What could be added are more smart parsers in the human interface.
Accepting UTC (i.e. a Z or +0000 suffix in the machine interface would
also be okay as long as any other timezone would be rejected because the
machine interface requires UTC. Double timezone conversion of time
values is one of the most annoying bugs and thus (similar to
standardizing on UTF-8), there shall be only UTC in the machine
interface and internal representation.

I'm fine with (and i totally understand) wanting nothing but UTC in the machine interface and internal representations.

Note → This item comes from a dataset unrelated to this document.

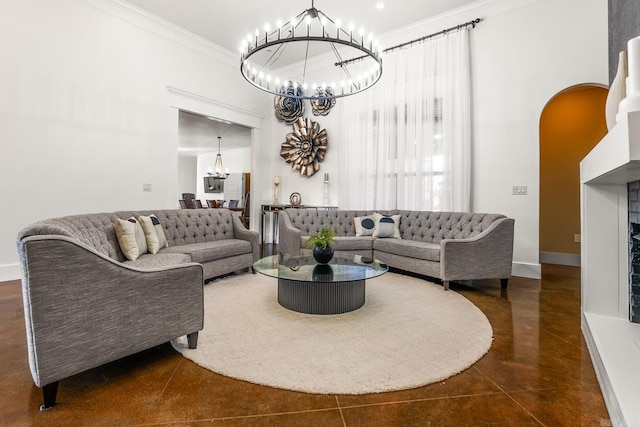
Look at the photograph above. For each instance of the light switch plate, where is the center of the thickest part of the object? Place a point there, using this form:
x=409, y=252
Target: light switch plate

there are some (odd, rare) non-OpenPGP use cases for wanting to record time zone data in machine-readable form, but i don't see any need to include them in GnuPG.

However, for the human-accessible interfaces, we need to acknowledge that humans use local time, and that sometimes humans want to specify a specific external timezone. and we *definitely* shouldn't confuse humans by accepting their input in local time and showing it to them in UTC, or the other way around.

One of the difficulties here is that parts of the GnuPG interface is used for both humans and machines. Can we meet all of these goals?

OK, I changed my own purpose. I don't touch internal representations.

Now, I focus on human interface of gpg frontend.

As an initial change, I change the code for gpg, accepting the 'Z' suffix.